The Criminal Procedure (Identification) Bill authorising the collection, storage and analysis of biological samples, biometrics and physical measurements of convicts, arrested persons and those in preventive detention is let down by bad drafting. The Identification of Prisoners Act, 1920, which the Bill seeks to replace restricts itself to finger/foot prints of arrested persons and their storage only for convicted persons, needed an upgrade. Agencies like FBI have moved on to advanced biometrics. And such data certainly has crime-fighting uses.

But this positive intent is defeated by the Bill’s provisions. Take the carte blanche to police officers in sample collection. While those arrested for offences carrying less than seven years imprisonment or not facing sexual crimes against women or children can refuse to give samples, actual policing in India rarely gives such leeway to ordinary citizens to withhold their consent. With computing power no longer a finite phenomenon, data collection eased by handheld devices, and all state governments competing to build multidimensional databases, there may be no holding back the thana cop. A better legislative design would have inverted the process to mandate police officers to secure a magistrate’s order to collect samples.
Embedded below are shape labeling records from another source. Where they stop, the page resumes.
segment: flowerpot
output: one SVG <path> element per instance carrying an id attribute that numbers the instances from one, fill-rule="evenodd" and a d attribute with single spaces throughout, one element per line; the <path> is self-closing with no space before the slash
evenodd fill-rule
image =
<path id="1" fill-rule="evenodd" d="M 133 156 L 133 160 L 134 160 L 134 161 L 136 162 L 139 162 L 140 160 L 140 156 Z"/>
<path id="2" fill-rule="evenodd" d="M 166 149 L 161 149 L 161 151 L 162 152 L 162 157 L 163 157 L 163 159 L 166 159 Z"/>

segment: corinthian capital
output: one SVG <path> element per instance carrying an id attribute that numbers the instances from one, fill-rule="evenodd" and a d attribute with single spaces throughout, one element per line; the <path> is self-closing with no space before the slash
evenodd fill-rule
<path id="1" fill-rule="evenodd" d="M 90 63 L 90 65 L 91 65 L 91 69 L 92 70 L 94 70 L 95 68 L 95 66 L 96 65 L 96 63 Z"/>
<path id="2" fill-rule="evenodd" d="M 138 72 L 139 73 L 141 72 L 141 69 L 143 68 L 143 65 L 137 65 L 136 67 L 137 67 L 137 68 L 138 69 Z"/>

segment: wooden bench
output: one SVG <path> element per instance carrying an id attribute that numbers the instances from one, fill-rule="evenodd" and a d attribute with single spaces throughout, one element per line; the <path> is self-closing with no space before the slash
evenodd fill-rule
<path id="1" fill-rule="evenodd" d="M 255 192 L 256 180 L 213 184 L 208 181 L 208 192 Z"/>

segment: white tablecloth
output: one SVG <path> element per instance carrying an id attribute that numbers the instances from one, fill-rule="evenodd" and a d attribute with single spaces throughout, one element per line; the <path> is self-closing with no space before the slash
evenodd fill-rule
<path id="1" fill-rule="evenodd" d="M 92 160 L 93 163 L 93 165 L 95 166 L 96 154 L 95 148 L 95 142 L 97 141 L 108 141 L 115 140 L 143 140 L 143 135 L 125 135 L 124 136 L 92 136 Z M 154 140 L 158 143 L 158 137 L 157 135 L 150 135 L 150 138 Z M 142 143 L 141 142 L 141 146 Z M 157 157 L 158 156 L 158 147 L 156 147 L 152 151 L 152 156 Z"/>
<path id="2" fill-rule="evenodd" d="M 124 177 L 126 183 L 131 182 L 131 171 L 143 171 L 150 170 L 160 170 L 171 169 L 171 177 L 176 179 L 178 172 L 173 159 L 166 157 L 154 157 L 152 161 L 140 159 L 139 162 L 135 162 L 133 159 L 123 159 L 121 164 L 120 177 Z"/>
Lumping those in preventive detention, who are essentially held on apprehension of breach of public order even before committing any act of criminality, with convicts and those arrested for major offences, has rightly irked opposition parliamentarians. Centre mustn’t see this as the usual pushback against anything it proposes; India has a long history of state governments using police departments to hound opponents. The Bill has simply not provided enough checks and balances to prevent abuse of its provisions by police to harass or implicate innocent persons. Also, it neither dwells on unauthorised access to stored data through hacking, nor on misuse of data by the police.

Even dubious techniques like narco-analysis, which the Supreme Court ruled inadmissible as evidence, or prone-to-abuse facial recognition can become commonplace. The Bill’s definition of “measurements” surpasses biometrics and biological data to offer a wide berth for “any other examination referred to in Section 53 and 53A of Criminal Procedure Code”. These two CrPC sections are, in turn, loosely worded to allow for “such other tests which a registered medical practitioner thinks necessary”.

Finally, while the Bill’s bet on big data to increase conviction rate is understandable, there’s no government action on bolstering fundamentals like more forensic facilities. In 2019, only 27% of India’s cops reported always having access to forensic technology at thanas. And courts across India bemoan delays caused by too few forensic science labs.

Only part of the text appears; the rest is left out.